Prompt: “Photo of a red sphere on top of a blue cube. Behind them is a green triangle, on the right is a dog, on the left is a cat”

Prompt: “Photo of a red sphere on top of a blue cube. Behind them is a green triangle, on the right is a dog, on the left is a cat”
Stable Diffusion 3 sample image

One thing I find interesting about this image is the subtle green tint on the white fur of the animals. I wonder if the model learned this effect from behind-the-scenes photos of green-screen film sets.

Prompt: “cinematic photo of a red apple on a table in a classroom, on the blackboard are the words “go big or go home” written in chalk”

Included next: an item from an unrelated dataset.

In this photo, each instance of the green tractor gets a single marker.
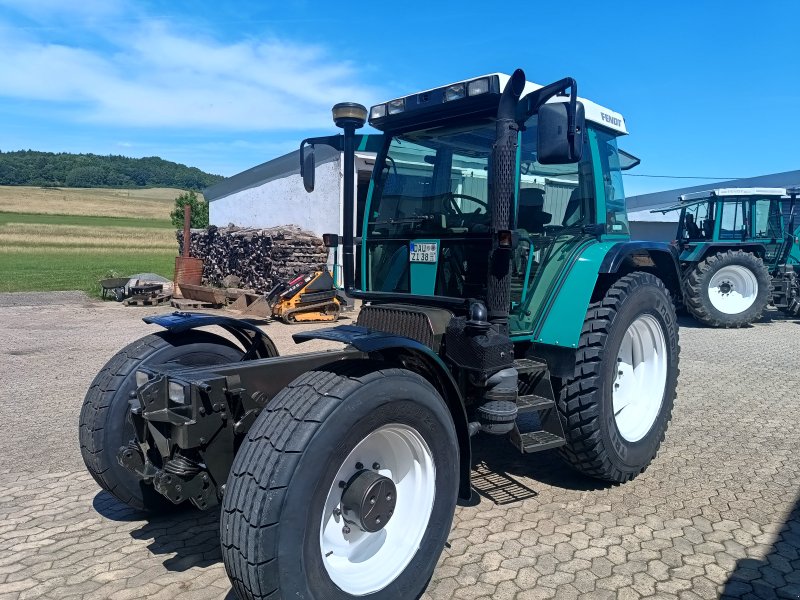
(739, 251)
(501, 297)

Prompt: “cinematic photo of a red apple on a table in a classroom, on the blackboard are the words “go big or go home” written in chalk”
Stable Diffusion 3 sample image

Stable Diffusion 3 vs Dall-E 3 vs Gemini

I did a quick comparison of the images generated by SD3 and OpenAI’s Dall-E 3. In the example below, I used the prompts from SD3’s announcement blog post.

Prompt: “Epic anime artwork of a wizard atop a mountain at night casting a cosmic spell into the dark sky that says “Stable Diffusion 3” made out of colorful energy”

Prompt: “Epic anime artwork of a wizard atop a mountain at night casting a cosmic spell into the dark sky that says “Stable Diffusion 3” made out of colorful energy”
Image by Jim Clyde Monge

Did Stable Diffusion 3 just beat Dall-E 3? Honestly, I’m surprised that Dall-E 3 repeatedly refused to render text with this prompt. Go try it yourself.

Out of curiosity, I also fed the prompt into Gemini Advance, and here’s the result:

Prompt: “Epic anime artwork of a wizard atop a mountain at night casting a cosmic spell into the dark sky that says “Stable Diffusion 3” made out of colorful energy”
Image by Jim Clyde Monge

How do I get access to SD 3?

Right now, Stable Diffusion 3.0 is not available to the general public. You can, however, sign up here to get invited to the Discord server.

Stable Diffusion 3 waitlist
Stable Diffusion 3 waitlist

Final Thoughts

Overall, I’m very excited to see more examples of Stable Diffusion 3. I’ve already signed up to get early access to the preview model.

One thing I am concerned about, though, is that half of the announcement post was talking about AI safety. The obsession with safety in this announcement feels like a missed marketing opportunity, considering the recent Gemini debacle.

Isn’t Stable Diffusion's primary use case the fact that you can install it on your own computer and make what you want to make?

Anyway, open-source models can be fine-tuned by the community if needed. Just to make it clear, the SD3 image model will still be open-source. The preview is to improve its quality & safety, just like the other stable diffusion releases.